The Issue of Everest


  1. The Mountain

With a summit height of 29,035 feet, Mount Everest is the tallest mountain in the world. It sits along Nepal’s northern border with China, as part of the towering Himalayan Range that divides that part of the world. The mountain is so tall that the average climber will not reach the summit until about two months from the date of their arrival at Base Camp. This is due to the extreme lack of air pressure at this altitude, which requires any climber to acclimatize for weeks before heading further up the mountain. As climbers ascend higher, the air gets thinner and it becomes harder to breathe and even make rational decisions. Once a climber passes the 8,000 meter mark in altitude, they have entered the “Death Zone” which is named for the lack of oxygen to sustain life. Too much time above 8,000 meters will kill without question. That is why many climbers choose to use supplemental oxygen.


  1. Distribution of Deaths

Looking at the distribution of known deaths on Everest, it becomes apparent that there are two problem areas that are especially good at killing climbers. These are the Khumbu Icefall and the space between Camp IV and the summit. The Khumbu Icefall is notorious for being erratic and extremely dangerous. It is home to large chunks of shifting ice that can weigh millions of pounds. To mitigate the threat of being wiped out by a block of ice, climbers often navigate this portion very early in the morning, before the sun has a chance to shine on the ice and loosen things up. The space between Camp IV and the summit is dangerous for different reasons. Its position in the “Death Zone” means that there is literally not enough oxygen up there to keep you alive, but it is also very cold, windy, and the site of some of the more technical points of the climb, so falls are a common cause of death here.


  1. Sherpa Strikes

In 2014 and 2015, Everest experienced back to back avalanches that each killed about 20 people. The 2014 disaster was a result of the failure of a serac above the Khumbu Icefall, which sent millions of pounds of ice and snow tumbling down into a group of Nepalese guides, known as Sherpas, killing 16. In 2015, the magnitude 7.8 earthquake that struck Nepal caused avalanches that killed 22 people, including at least 10 more Sherpas. Below is an image of the Everest Sherpas organizing at Base Camp to go on strike and demand more rights and better protections in the event of another disaster.

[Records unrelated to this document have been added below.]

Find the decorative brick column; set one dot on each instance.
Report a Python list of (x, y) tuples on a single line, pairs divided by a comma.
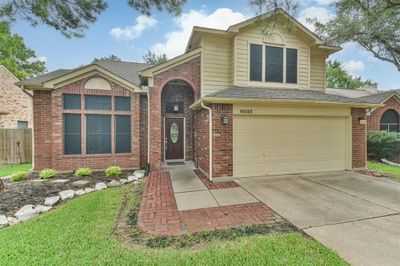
[(359, 137), (222, 140), (190, 73), (42, 132)]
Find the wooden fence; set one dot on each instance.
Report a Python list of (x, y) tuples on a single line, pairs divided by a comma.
[(15, 146)]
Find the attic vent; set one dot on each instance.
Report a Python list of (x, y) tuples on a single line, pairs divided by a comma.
[(97, 84)]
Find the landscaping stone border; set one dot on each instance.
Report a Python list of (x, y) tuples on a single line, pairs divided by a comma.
[(30, 211)]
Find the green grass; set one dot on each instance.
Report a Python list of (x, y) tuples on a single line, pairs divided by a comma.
[(10, 169), (80, 233), (386, 169)]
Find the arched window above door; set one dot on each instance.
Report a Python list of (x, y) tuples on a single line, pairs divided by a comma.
[(390, 121)]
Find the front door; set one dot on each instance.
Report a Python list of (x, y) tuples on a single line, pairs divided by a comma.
[(174, 139)]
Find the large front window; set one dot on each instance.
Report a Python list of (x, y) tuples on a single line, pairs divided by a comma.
[(390, 121), (106, 121), (273, 64)]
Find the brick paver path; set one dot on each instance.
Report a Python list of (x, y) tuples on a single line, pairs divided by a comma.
[(159, 215)]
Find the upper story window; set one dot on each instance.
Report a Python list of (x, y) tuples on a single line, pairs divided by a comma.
[(279, 64)]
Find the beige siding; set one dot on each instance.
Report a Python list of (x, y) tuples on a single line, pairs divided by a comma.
[(290, 40), (216, 64), (317, 75)]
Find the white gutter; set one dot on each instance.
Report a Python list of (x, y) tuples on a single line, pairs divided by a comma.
[(210, 140)]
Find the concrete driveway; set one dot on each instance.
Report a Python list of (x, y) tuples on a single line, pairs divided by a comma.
[(354, 214)]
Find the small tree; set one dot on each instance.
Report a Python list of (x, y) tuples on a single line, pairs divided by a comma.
[(338, 77), (154, 59)]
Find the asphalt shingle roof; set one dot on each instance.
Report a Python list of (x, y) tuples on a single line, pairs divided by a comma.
[(288, 94), (379, 97), (126, 70)]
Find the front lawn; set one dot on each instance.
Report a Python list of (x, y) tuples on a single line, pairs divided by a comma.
[(81, 233), (386, 169), (10, 169)]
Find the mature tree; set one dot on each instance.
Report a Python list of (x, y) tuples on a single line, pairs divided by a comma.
[(374, 24), (338, 77), (73, 17), (16, 57), (154, 59), (111, 57)]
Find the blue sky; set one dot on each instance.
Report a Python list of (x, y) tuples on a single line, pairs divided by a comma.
[(122, 31)]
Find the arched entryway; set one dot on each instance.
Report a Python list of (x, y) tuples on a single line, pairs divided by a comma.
[(177, 121), (390, 121)]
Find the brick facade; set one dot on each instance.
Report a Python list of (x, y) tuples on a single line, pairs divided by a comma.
[(359, 135), (190, 73), (14, 101), (374, 119), (49, 133)]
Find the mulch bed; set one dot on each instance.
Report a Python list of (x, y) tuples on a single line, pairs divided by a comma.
[(15, 195)]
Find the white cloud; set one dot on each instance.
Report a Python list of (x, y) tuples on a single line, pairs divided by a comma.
[(37, 59), (132, 32), (325, 2), (354, 66), (320, 13), (175, 43)]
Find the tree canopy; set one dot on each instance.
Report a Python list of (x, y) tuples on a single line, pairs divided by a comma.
[(374, 24), (72, 18), (16, 57), (337, 77), (154, 59)]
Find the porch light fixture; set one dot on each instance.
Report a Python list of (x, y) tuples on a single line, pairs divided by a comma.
[(225, 120)]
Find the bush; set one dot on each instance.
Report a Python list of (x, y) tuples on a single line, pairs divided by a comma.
[(113, 171), (47, 173), (383, 145), (19, 176), (83, 172)]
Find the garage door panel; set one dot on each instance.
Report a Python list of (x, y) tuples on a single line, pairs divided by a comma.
[(284, 145)]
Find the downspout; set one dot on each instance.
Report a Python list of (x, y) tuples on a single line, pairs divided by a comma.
[(209, 139)]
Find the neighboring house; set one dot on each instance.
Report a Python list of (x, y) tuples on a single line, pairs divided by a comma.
[(15, 103), (386, 117), (236, 102)]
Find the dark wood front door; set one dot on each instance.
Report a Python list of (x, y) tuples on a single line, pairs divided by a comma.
[(174, 139)]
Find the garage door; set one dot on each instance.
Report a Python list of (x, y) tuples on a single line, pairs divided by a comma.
[(265, 145)]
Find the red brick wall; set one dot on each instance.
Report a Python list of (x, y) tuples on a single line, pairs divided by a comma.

  1. The Environmental Impact

Since climbing Everest is such a physical challenge, and infrastructure for transport in and out of the region is virtually non-existent (trek in – trek out), much of the trash that is produced by the thousands of climbers and guides every year is left on the mountain. Items range from empty cooking and fuel materials to spent oxygen tanks from the upper portions of the climb. Many agencies have called attention to this issue and made expeditions to haul trash off the mountain in an attempt to preserve the international landmark that is Everest.